Causes of Impaired Cortisol Levels

  • Stress
  • Low-carb diets
  • Late or exhausting workouts
  • Disruption of circadian rhythms

Long-term Effects of Disrupting Cortisol Levels in the Body

  • Thyroid dysfunction
  • Carbohydrate metabolism disorder
  • Insomnia
  • Depression, chronic fatigue syndrome

Ways to Normalize Cortisol Level

  • A balanced diet, including a good amount of the right carbohydrates
  • A diet rich in Omega-3, vitamin C, B vitamins, 5-HTP
  • Minimize the amount of coffee
  • Sufficient amount of Magnesium in the body
  • Sleep according to circadian rhythms.

Somatotropic Hormone or Growth Hormone


The hormone reaches its highest peak during sleep at night from 23-24 to 1-2, so it is recommended to sleep at this time.

Somatotropin in the body is stimulated by protein foods.
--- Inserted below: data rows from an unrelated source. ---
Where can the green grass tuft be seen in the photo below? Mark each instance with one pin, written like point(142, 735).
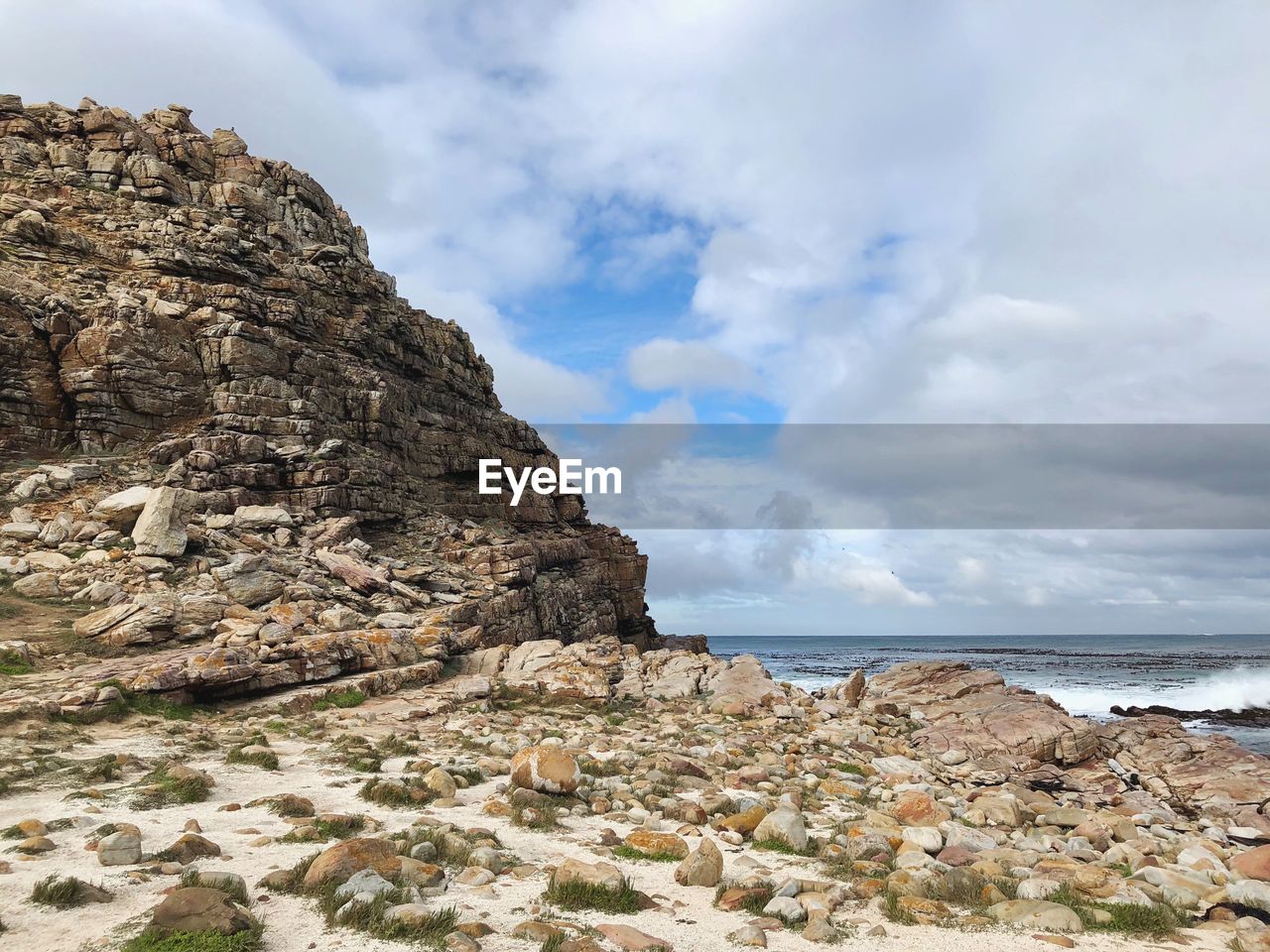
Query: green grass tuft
point(413, 792)
point(248, 941)
point(535, 817)
point(575, 896)
point(264, 760)
point(60, 892)
point(754, 902)
point(779, 846)
point(160, 789)
point(1156, 921)
point(10, 661)
point(191, 879)
point(339, 828)
point(631, 853)
point(344, 698)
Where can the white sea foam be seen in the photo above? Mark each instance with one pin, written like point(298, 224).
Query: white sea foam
point(1237, 689)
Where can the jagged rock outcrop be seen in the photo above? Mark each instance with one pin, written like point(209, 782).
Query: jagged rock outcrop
point(1191, 770)
point(243, 397)
point(976, 714)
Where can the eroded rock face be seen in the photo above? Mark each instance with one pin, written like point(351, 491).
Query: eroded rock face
point(975, 712)
point(157, 284)
point(213, 321)
point(1191, 769)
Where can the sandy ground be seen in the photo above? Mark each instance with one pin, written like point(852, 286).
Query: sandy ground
point(688, 920)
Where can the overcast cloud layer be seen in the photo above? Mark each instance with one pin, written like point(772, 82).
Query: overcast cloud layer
point(803, 211)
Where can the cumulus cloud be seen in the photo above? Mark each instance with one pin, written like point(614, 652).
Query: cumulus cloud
point(689, 366)
point(1043, 212)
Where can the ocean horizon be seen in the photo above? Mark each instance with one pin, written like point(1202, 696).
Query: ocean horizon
point(1087, 674)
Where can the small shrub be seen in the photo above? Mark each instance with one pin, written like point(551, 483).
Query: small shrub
point(412, 792)
point(59, 892)
point(896, 912)
point(1159, 920)
point(234, 890)
point(264, 760)
point(535, 817)
point(338, 828)
point(779, 846)
point(248, 941)
point(395, 746)
point(575, 896)
point(160, 789)
point(601, 769)
point(344, 698)
point(631, 853)
point(756, 898)
point(10, 661)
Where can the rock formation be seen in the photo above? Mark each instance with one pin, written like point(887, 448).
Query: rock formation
point(241, 417)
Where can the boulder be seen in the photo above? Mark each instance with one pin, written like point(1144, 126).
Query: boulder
point(121, 509)
point(630, 938)
point(701, 867)
point(604, 875)
point(784, 825)
point(119, 848)
point(657, 843)
point(353, 856)
point(199, 909)
point(545, 770)
point(160, 530)
point(917, 809)
point(1252, 865)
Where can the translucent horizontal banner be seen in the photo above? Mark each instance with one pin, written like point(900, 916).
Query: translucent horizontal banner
point(860, 476)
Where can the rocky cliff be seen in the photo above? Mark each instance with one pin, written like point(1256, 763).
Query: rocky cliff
point(204, 329)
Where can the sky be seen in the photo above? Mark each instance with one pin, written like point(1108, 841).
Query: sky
point(785, 213)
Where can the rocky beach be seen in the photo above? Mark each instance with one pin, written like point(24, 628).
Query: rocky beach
point(275, 676)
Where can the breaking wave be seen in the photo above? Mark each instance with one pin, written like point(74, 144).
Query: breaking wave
point(1236, 689)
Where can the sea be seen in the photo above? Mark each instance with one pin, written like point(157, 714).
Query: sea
point(1084, 673)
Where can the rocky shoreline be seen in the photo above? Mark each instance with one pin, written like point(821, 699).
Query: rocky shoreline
point(592, 797)
point(1224, 717)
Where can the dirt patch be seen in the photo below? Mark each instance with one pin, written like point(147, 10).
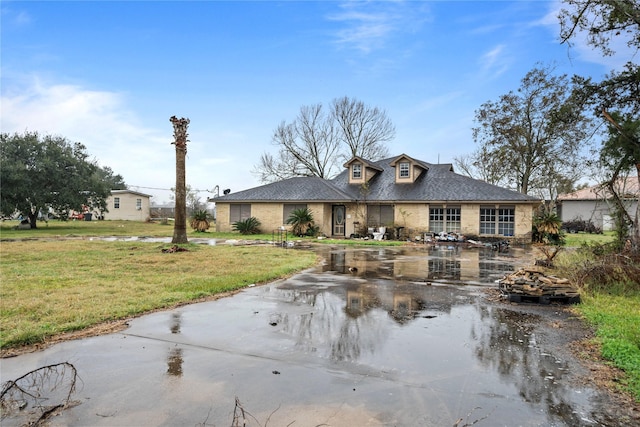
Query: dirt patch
point(564, 333)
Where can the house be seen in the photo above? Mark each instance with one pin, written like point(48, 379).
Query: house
point(127, 205)
point(166, 210)
point(594, 203)
point(398, 196)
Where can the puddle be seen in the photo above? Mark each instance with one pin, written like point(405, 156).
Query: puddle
point(376, 337)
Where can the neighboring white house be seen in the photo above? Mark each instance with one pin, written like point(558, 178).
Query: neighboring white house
point(594, 203)
point(127, 205)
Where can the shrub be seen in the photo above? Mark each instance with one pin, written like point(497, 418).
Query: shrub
point(200, 220)
point(546, 229)
point(577, 224)
point(248, 226)
point(302, 221)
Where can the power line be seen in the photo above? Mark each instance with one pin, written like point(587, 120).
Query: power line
point(168, 189)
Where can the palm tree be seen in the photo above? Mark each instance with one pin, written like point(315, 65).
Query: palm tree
point(180, 136)
point(302, 221)
point(547, 226)
point(200, 220)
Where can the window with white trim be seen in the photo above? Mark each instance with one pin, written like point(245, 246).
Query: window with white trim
point(287, 208)
point(506, 221)
point(501, 220)
point(487, 219)
point(239, 212)
point(380, 215)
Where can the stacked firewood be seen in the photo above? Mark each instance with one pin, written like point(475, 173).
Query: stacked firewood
point(534, 283)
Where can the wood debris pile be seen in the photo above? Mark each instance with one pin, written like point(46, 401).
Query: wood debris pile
point(533, 285)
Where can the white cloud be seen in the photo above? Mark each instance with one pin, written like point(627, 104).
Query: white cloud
point(115, 137)
point(368, 26)
point(580, 49)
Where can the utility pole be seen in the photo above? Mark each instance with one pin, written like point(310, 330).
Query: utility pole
point(180, 141)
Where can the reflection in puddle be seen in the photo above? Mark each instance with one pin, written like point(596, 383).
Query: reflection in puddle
point(176, 319)
point(174, 362)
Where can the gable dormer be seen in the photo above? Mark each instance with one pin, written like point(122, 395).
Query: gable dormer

The more protein foods in your diet, the higher the growth hormone. Fast carbohydrates and saturated fatty acids – white bread, sweets, pastries and muffins depress somatotropin.

You should also avoid eating simple carbohydrates just before going to bed, as this provokes an increase in blood glucose levels and the release of insulin, which is the main opponent of growth hormone and suppresses it.

Functions of Somatotropic Hormone

  • Normalizes metabolic processes in the body, using proteins as building material for muscles
  • Increases the breakdown of fats
  • Slows catabolism (muscle breakdown)
  • Strengthens bones, ligaments and joints
  • Improves skin condition
  • Improve immune system
  • Accelerates the healing process of wounds


As we can see, the hormones that are responsible for the most important functions in our body work at certain hours. And “owls” who skip these hours, staying awake at night, do not help their body to fulfill its tasks.

Many studies have been conducted in the world, proving that the interruption of circadian rhythms can lead to the development of various diseases.